Phil und ich waren nur wenig später als die Mordkommission am Tatort eingetroffen. Was daran lag, dass deren Leiter, Captain Jack Harrison, umgehend Mr. High hatte informieren lassen. Der Grund: Einer der zwanzig verkohlten und von MP-Salven durchlöcherten Leichen hatte man einen eisernen Nagel durch die Brust getrieben. Er fixierte ein Pappschild, auf das mit rotem Filzstift die Worte Special Agent Pantu gekritzelt waren. Offensichtlich eine Verhöhnung. Pantu war das chinesische Wort für Verräter. Und ebenso offensichtlich eine Botschaft: Wir sind mächtig.

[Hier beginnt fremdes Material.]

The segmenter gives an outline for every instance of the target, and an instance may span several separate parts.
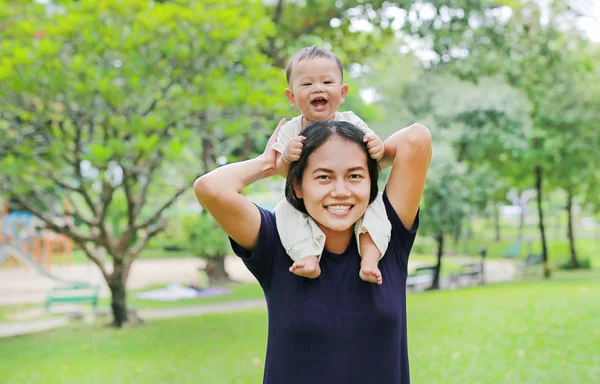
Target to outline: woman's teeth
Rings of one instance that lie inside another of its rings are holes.
[[[349,205],[329,205],[327,206],[328,211],[333,212],[345,212],[350,209]]]

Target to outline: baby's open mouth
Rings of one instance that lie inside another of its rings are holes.
[[[317,109],[322,109],[327,105],[327,100],[322,97],[318,97],[311,102]]]

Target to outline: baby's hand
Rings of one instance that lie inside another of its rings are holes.
[[[306,140],[304,136],[291,138],[285,146],[285,151],[283,151],[283,160],[288,163],[297,161],[302,154],[302,147],[304,146],[302,143],[304,143],[304,140]]]
[[[377,135],[368,135],[365,136],[365,143],[367,143],[367,148],[369,149],[369,155],[372,159],[381,160],[383,155],[385,155],[385,145],[381,138]]]

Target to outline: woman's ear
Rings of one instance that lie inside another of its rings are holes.
[[[297,181],[294,181],[294,194],[297,199],[302,199],[302,186],[298,185]]]

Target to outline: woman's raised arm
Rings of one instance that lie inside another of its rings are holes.
[[[242,190],[258,181],[276,174],[273,143],[282,119],[271,135],[265,151],[258,157],[224,165],[199,177],[194,182],[194,193],[219,223],[219,226],[246,250],[254,250],[258,241],[261,218],[256,205],[242,195]]]
[[[431,132],[426,126],[415,123],[391,135],[384,145],[381,165],[392,166],[387,196],[402,224],[411,229],[431,162]]]

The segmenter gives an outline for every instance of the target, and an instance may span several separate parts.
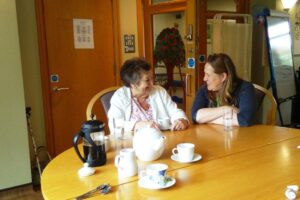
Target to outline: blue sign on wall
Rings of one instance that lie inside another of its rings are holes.
[[[204,54],[201,54],[199,56],[199,61],[200,61],[200,63],[204,63],[205,62],[205,55]]]
[[[188,58],[188,68],[195,68],[195,58]]]
[[[58,83],[58,82],[59,82],[58,74],[51,74],[51,83]]]

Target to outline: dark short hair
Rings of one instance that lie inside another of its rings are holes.
[[[130,84],[139,83],[142,78],[142,74],[150,71],[150,64],[143,58],[131,58],[126,60],[120,71],[121,80],[126,87],[130,87]]]

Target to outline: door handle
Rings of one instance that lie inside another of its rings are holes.
[[[185,92],[186,92],[186,96],[191,96],[190,93],[189,93],[189,77],[190,77],[190,74],[186,74],[185,75]]]
[[[191,41],[191,40],[193,40],[193,25],[192,25],[192,24],[189,24],[187,30],[188,30],[188,31],[187,31],[188,34],[185,36],[185,39]]]
[[[59,91],[62,91],[62,90],[69,90],[69,89],[70,89],[69,87],[53,87],[52,91],[59,92]]]

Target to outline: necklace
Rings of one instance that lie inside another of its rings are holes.
[[[137,102],[137,101],[135,100],[134,97],[132,97],[132,100],[133,100],[133,103],[134,103],[134,104],[137,106],[137,108],[139,109],[139,111],[142,113],[142,115],[145,117],[145,119],[147,119],[147,121],[150,121],[148,115],[145,113],[145,110],[144,110],[144,108],[140,105],[140,103]],[[148,108],[148,109],[149,109],[149,108]]]
[[[149,109],[149,104],[146,102],[146,98],[143,98],[143,100],[139,100],[137,98],[137,102],[140,104],[140,106],[144,109],[144,110],[148,110]]]

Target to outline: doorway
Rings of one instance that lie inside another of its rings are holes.
[[[185,109],[185,12],[154,14],[152,20],[154,82]]]
[[[144,53],[153,66],[155,83],[164,87],[190,118],[197,61],[195,37],[192,37],[195,1],[143,0],[142,3]],[[187,65],[189,59],[194,61],[190,67]]]

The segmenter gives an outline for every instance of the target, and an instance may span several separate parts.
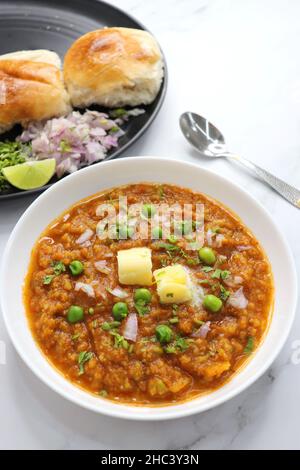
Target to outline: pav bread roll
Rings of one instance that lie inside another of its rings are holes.
[[[0,133],[71,110],[60,58],[47,50],[0,56]]]
[[[64,80],[73,106],[149,104],[163,78],[153,36],[139,29],[105,28],[80,37],[67,51]]]

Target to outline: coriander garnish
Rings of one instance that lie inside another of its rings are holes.
[[[254,338],[253,336],[249,336],[247,344],[244,349],[245,354],[251,354],[254,349]]]
[[[121,322],[119,321],[112,321],[112,322],[105,321],[104,323],[102,323],[101,328],[104,331],[110,331],[110,330],[114,330],[115,328],[118,328],[120,325],[121,325]]]
[[[53,267],[53,271],[56,276],[59,276],[61,273],[64,273],[66,270],[66,266],[64,265],[62,261],[57,261],[56,263],[53,262],[51,266]]]
[[[44,276],[43,284],[45,284],[46,286],[51,284],[54,278],[55,274],[47,274],[47,276]]]
[[[94,353],[91,351],[81,351],[78,356],[79,374],[84,374],[84,364],[92,359]]]
[[[229,296],[230,296],[229,290],[226,290],[224,286],[220,285],[220,299],[224,300],[225,302]]]

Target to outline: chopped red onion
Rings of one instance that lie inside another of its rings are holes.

Unsere Macht reicht bis in die Reihen des FBI.

Undeutlich durch den auf die Straße prasselnden Regen hörte ich, wie der Captain seinen Leuten in barschem Ton Kommandos erteilte. Kurz darauf trat er auf Phil und mich zu. Er war ein großer Mann mit kurz geschorenen eisgrauen Haaren. Der beständige Wasserguss schien sein unbewegtes, kantiges Gesicht auszuspülen wie einen Stein. An seiner rechten Hand zerrte er ein etwa zwölfjähriges Mädchen mit rot überschminkten Lippen hinter sich her.

Harrison streckte die Linke aus. Auf der Handfläche schimmerte das Metall einer FBI-Dienstmarke. »Der Typ war wohl tatsächlich einer Ihrer Kollegen. Von dem Ausweis sind leider nur Reste übrig.«

Ich nahm die Marke an mich. »Wer ist das Mädchen?«

»Ihr Name ist Liza Pearl«, antwortete Harrison.

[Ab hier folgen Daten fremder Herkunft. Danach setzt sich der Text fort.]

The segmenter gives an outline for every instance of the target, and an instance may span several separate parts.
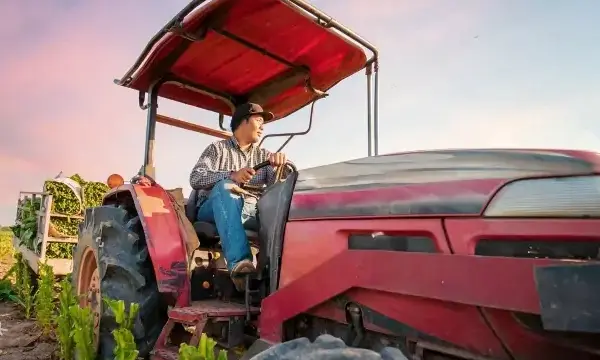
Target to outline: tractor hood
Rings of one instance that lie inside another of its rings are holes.
[[[300,171],[290,219],[475,215],[509,181],[600,173],[600,154],[473,149],[390,154]]]

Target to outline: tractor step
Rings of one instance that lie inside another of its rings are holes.
[[[257,307],[250,307],[250,314],[260,313]],[[225,302],[221,300],[194,301],[192,306],[173,308],[169,310],[169,319],[186,325],[196,325],[199,320],[208,318],[230,318],[232,316],[245,316],[244,304]]]
[[[194,327],[193,335],[188,344],[198,346],[200,336],[205,332],[209,323],[221,323],[226,326],[226,336],[216,339],[224,348],[233,348],[243,341],[244,326],[248,314],[258,315],[260,309],[247,307],[244,304],[225,302],[221,300],[194,301],[191,306],[169,310],[169,319],[165,324],[151,359],[170,360],[178,358],[179,344],[172,343],[171,332],[176,324]],[[188,333],[189,334],[189,333]]]

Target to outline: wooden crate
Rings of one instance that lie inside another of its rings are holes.
[[[19,245],[21,240],[13,236],[13,246],[15,250],[23,255],[23,258],[29,263],[29,267],[37,274],[38,273],[38,262],[46,262],[52,266],[55,275],[67,275],[73,271],[73,261],[71,259],[47,259],[46,249],[49,243],[70,243],[77,244],[77,237],[68,238],[56,238],[48,235],[50,228],[50,220],[53,217],[71,218],[71,219],[83,219],[82,216],[66,216],[61,214],[53,214],[52,209],[52,195],[43,192],[28,192],[21,191],[19,193],[19,201],[17,203],[17,224],[20,218],[22,207],[28,200],[41,200],[40,210],[37,213],[37,234],[36,244],[41,243],[40,252],[28,249],[25,246]],[[36,246],[37,247],[37,246]]]

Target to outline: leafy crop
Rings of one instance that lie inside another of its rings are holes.
[[[29,264],[20,253],[15,253],[15,287],[25,310],[25,318],[31,318],[33,307],[33,286],[31,285],[31,270]]]
[[[10,258],[13,257],[14,253],[12,238],[13,233],[10,228],[0,229],[0,261],[6,260],[8,263],[11,262]]]
[[[21,246],[28,249],[34,249],[35,238],[37,235],[37,212],[40,210],[40,199],[24,199],[21,208],[18,211],[17,223],[11,226],[13,234],[19,238]]]
[[[52,331],[54,311],[54,271],[52,266],[39,263],[38,289],[35,293],[35,317],[44,335]]]
[[[102,199],[109,190],[108,185],[86,181],[79,174],[69,177],[80,185],[80,189],[73,189],[58,180],[44,182],[44,192],[52,195],[52,208],[50,209],[50,224],[48,236],[57,238],[76,238],[79,225],[83,221],[82,213],[85,208],[96,207],[102,204]],[[17,222],[10,229],[20,239],[20,245],[40,254],[41,243],[38,242],[38,212],[41,208],[41,199],[25,198],[21,204]],[[4,246],[4,245],[3,245]],[[46,246],[47,258],[72,259],[75,244],[50,242]],[[4,248],[2,248],[4,252]],[[1,254],[0,254],[1,255]]]
[[[81,214],[81,201],[78,194],[67,184],[47,180],[44,182],[44,191],[52,195],[52,209],[55,214],[79,215]]]
[[[73,321],[71,336],[75,342],[75,352],[78,360],[94,360],[96,349],[94,349],[94,317],[89,307],[71,305],[69,317]]]
[[[87,184],[87,181],[83,180],[83,178],[79,174],[73,174],[73,175],[69,176],[69,179],[78,183],[79,186],[83,186],[83,185]]]
[[[217,345],[217,342],[203,333],[197,347],[185,343],[179,346],[179,359],[215,360],[215,345]],[[219,351],[216,360],[227,360],[227,352],[225,350]]]
[[[140,309],[139,304],[131,303],[129,311],[125,309],[123,300],[105,298],[104,302],[115,315],[119,327],[113,330],[116,346],[114,349],[115,360],[135,360],[139,354],[133,337],[133,322]]]
[[[46,245],[46,257],[51,259],[72,259],[76,244],[51,242]]]
[[[17,293],[13,289],[12,283],[8,279],[0,280],[0,301],[12,301],[21,303]]]
[[[77,298],[75,297],[71,281],[65,277],[60,282],[58,315],[54,318],[58,344],[60,346],[60,358],[63,360],[73,359],[75,341],[71,336],[71,331],[74,328],[74,322],[69,312],[72,306],[78,306]]]
[[[0,279],[0,301],[12,301],[16,302],[17,304],[22,304],[21,299],[17,294],[17,290],[15,290],[12,282],[9,279],[9,277],[16,272],[18,266],[18,264],[14,264],[4,275],[4,277]]]
[[[110,190],[108,185],[101,182],[90,181],[82,185],[81,194],[83,198],[83,208],[96,207],[102,204],[104,194]]]
[[[57,236],[60,237],[74,237],[79,232],[79,224],[81,219],[54,217],[50,222],[50,226],[53,228]]]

Liza trug ausgetretene hochhackige Schuhe, durchlöcherte Jeans und eine zarte, halb durchsichtige Bluse. Die dünnen, sehnigen Arme waren unbedeckt und wiesen einige stümperhaften Tätowierungen auf. Lizas aufgerissene Augen, der keuchende Atem und der verzerrte Mund verrieten, dass sie unter Schock stand.

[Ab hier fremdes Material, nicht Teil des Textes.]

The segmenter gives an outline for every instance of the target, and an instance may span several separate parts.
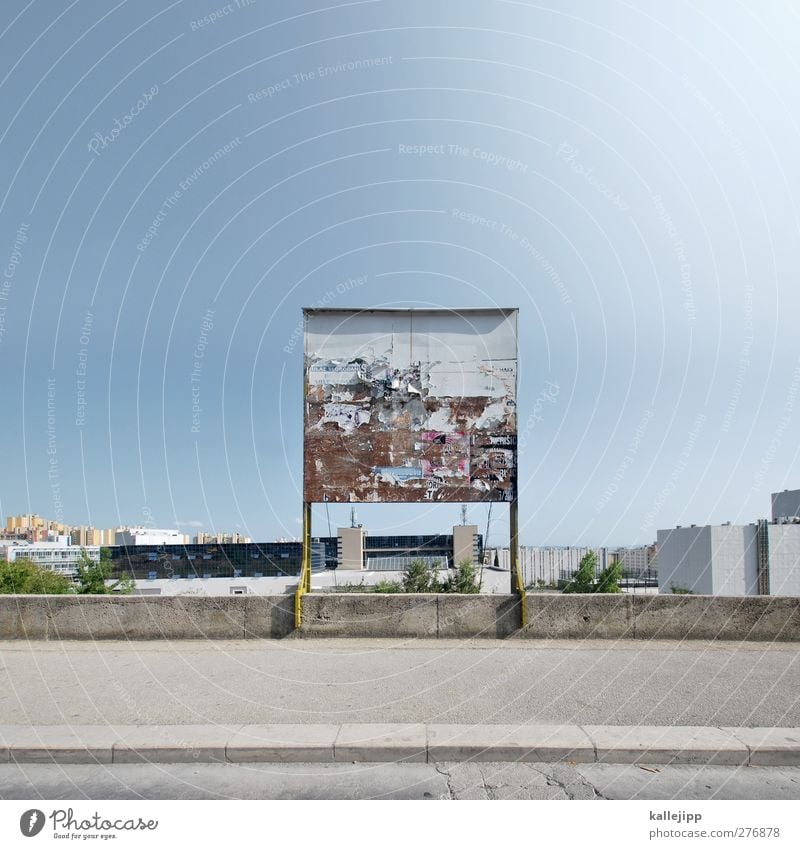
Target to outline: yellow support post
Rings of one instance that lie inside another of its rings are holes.
[[[303,503],[303,574],[306,576],[306,592],[311,592],[311,505]]]
[[[522,572],[519,568],[519,503],[516,493],[509,505],[510,541],[509,553],[511,555],[511,592],[519,595],[521,605],[521,622],[524,628],[528,624],[528,603],[525,598],[525,582],[522,580]]]
[[[303,502],[303,557],[300,562],[300,582],[294,596],[294,626],[303,624],[303,596],[311,592],[311,504]]]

»Sie hat alles gesehen. Hat sie jedenfalls behauptet. Aber danach war kein Wort mehr aus ihr herauszubekommen.« Harrisons Stimme verriet keinerlei Mitgefühl. »Ich denke, wir sollten sie uns mal in Ruhe vorknöpfen.«

Ich blickte Phil fragend an.

»Die Kleine braucht Hilfe«, sagte mein Partner. Ihm gefiel Harrisons rüde Art ebenso wenig wie mir.

»Wissen Sie, was ich glaube?« Harrison spuckte in den Regen. »Sie ist ’ne Nutte. Man muss sich wegen ihr nicht sorgen.«

»Das müssen Sie auch nicht«, entgegnete Phil. »Mein Partner und ich kümmern uns um sie.«

»Moment mal, das hier ist auch mein Fall. Wir quetschen sie gemeinsam aus, ist das klar?«

»Wo wohnst du?«, fragte ich Liza, ohne auf den Captain einzugehen. Ich konnte sehen, wie ihr Arm zitterte, als sie stumm die Straße hinunter zeigte. »Bei deinen Eltern?«

Sie schüttelte den Kopf.

»Wieso nicht?«

Sie antwortete nicht.

»Was soll der Scheiß?«, erregte sich Harrison. »Warum packen Sie sie mit Samthandschuhen an?«

»Sie ist noch ein halbes Kind«, sagte Phil.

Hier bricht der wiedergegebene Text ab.